Garip Fosilin Bir Dinozora Ait Olmadığı Anlaşıldı

Bu yılın başlarında yayımlanan ve çok ses getiren çalışmaya göre bilim insanları dünyanın en küçük dinozorunu keşfettiklerini iddia ediyorlardı. Fakat çalışmanın yazarları, ortaya çıkan yeni fosil kanıtlarına istinaden makaleyi geri çektiler.

99 milyon yıllık kehribarda korunmuş bir kafatası. C: Lida Xing

11 Mart 2020’de yayımlanan ve şimdilerde geri çekilmiş bir Nature makalesi, Myanmar’da bulunan 99 milyon yıllık bir kehribar parçasının içindeki küçük bir kafatasını yanlış tanımladı. Medyanın ve kamuoyunun dikkatini çeken bir iddiayla, Geç Kretase dönemine dayanan bu örneğin fosil kayıtlarındaki en küçük dinozor olduğu söyleniyordu.

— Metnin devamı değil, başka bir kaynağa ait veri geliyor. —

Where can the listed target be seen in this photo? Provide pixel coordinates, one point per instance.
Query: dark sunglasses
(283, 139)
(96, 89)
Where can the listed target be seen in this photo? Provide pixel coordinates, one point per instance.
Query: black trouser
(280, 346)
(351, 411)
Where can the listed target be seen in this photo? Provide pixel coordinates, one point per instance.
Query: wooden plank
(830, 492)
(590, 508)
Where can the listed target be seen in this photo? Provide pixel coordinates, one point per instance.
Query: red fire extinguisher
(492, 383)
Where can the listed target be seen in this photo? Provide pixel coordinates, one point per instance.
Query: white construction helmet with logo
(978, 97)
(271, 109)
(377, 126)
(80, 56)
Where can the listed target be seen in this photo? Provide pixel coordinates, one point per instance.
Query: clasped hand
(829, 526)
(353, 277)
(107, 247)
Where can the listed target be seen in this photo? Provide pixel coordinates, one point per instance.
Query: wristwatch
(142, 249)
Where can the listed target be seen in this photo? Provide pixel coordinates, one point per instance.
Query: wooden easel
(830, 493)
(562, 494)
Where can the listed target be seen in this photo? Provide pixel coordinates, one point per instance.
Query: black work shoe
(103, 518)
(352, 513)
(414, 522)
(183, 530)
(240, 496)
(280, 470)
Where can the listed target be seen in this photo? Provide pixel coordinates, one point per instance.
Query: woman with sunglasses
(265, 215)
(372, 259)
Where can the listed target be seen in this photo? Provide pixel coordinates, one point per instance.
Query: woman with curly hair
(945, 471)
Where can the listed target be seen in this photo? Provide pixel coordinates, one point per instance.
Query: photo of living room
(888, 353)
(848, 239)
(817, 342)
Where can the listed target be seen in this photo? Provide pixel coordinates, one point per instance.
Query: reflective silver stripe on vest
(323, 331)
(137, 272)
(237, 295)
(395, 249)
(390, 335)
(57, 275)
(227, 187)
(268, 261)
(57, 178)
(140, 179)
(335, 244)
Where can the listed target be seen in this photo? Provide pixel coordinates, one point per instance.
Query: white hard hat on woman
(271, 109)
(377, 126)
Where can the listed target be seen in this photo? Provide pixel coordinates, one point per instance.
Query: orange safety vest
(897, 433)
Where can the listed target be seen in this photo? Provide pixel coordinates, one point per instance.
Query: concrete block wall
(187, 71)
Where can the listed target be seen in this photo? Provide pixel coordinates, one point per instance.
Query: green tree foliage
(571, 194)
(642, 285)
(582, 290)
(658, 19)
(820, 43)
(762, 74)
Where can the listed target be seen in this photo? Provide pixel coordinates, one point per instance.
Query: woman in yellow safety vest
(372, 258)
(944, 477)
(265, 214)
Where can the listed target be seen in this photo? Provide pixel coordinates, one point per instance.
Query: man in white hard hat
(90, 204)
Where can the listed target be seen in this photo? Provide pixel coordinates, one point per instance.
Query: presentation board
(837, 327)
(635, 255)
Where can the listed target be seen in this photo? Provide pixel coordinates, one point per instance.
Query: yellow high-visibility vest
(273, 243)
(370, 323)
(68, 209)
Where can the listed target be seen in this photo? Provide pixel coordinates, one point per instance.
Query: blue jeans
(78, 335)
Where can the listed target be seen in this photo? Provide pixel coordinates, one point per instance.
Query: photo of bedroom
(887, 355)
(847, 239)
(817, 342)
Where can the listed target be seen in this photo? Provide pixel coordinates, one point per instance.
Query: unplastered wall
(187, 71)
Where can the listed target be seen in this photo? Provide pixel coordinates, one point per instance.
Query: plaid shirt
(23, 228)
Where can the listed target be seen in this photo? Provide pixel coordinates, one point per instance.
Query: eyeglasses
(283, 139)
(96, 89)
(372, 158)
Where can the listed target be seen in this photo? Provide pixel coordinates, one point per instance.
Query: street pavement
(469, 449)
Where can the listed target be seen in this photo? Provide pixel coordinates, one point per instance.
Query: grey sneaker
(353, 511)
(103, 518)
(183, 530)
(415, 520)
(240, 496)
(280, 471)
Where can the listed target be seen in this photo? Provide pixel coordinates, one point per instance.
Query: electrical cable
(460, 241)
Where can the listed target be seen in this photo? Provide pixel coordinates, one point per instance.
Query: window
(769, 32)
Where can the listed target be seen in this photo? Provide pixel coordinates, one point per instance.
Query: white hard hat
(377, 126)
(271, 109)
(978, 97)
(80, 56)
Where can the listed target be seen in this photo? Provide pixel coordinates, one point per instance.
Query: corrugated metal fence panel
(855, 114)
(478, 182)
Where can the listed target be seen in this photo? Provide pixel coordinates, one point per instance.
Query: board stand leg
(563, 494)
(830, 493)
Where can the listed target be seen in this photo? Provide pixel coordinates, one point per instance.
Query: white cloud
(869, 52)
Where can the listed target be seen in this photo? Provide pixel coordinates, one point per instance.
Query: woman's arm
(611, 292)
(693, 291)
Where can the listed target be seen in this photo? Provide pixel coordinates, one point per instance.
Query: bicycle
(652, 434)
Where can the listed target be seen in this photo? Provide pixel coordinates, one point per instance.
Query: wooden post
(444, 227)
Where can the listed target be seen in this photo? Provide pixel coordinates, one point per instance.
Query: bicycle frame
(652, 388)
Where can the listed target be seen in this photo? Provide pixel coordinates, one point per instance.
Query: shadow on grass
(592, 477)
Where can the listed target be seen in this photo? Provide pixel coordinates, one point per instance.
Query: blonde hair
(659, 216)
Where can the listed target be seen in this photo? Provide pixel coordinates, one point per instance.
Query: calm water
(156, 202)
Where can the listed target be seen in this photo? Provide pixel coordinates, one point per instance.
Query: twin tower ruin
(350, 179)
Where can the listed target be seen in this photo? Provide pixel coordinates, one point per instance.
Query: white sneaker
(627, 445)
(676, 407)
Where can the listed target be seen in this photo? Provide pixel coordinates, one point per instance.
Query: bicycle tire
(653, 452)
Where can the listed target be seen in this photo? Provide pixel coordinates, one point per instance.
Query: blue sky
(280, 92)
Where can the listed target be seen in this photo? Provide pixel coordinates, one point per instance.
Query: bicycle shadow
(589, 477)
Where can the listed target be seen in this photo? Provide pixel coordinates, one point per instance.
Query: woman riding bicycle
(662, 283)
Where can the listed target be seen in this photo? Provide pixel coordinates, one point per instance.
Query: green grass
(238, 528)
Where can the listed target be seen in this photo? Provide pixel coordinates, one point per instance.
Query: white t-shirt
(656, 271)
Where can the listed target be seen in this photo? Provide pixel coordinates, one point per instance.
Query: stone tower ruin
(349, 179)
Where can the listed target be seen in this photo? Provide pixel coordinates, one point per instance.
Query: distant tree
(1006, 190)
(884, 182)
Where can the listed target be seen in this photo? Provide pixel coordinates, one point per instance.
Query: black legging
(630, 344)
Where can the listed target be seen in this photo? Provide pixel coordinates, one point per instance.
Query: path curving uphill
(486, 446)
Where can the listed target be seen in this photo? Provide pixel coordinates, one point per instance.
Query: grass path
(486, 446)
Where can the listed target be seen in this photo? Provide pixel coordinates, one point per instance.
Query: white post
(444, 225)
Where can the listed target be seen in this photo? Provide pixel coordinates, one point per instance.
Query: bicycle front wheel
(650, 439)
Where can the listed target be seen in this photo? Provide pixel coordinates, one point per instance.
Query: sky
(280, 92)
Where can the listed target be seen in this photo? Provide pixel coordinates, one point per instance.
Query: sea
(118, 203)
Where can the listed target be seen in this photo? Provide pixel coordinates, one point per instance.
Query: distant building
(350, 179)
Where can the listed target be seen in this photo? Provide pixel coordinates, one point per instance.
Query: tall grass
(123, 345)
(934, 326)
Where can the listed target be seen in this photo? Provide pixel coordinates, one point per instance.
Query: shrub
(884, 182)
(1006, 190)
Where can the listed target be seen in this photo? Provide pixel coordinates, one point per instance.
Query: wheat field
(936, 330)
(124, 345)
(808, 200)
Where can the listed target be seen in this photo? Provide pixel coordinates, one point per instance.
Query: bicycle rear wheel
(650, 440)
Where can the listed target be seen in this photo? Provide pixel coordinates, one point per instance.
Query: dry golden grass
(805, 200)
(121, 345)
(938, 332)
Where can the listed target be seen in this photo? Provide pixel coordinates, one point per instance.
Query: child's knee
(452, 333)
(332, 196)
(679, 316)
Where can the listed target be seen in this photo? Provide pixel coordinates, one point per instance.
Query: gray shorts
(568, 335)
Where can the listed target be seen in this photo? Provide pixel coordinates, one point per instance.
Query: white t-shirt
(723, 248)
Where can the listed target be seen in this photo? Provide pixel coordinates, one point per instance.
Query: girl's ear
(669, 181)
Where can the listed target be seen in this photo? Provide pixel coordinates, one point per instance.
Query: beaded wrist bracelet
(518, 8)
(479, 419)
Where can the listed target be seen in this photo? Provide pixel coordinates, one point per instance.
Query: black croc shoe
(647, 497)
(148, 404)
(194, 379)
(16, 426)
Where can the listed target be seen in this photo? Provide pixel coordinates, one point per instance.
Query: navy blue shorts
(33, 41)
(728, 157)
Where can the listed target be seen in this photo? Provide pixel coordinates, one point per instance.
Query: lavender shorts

Makalenin baş yazarı ve Pekin’deki Omurgalı Paleontolojisi ve Paleoantropolojisi Enstitüsü’nde araştırmacı olan Jingmai O’Connor, makale yayımlandığı ilk sıralarda yapılan bir basın açıklamasında, “Soğan biçimindeki gözleri, 14 milimetre uzunluğundaki kafatası ve düzinelerce keskin dişiyle, bu zamana dek üzerinde çalışacak kadar şanslı olduğum en tuhaf fosildi.” diyor. Fosil, sadece 2 gram ağırlığında küçük bir kuş olarak tanımlandı ve Oculudentavis khaungraae adı verildi.

(Kehribar İçinde Küçük Bir Dinozor Kafası Bulundu)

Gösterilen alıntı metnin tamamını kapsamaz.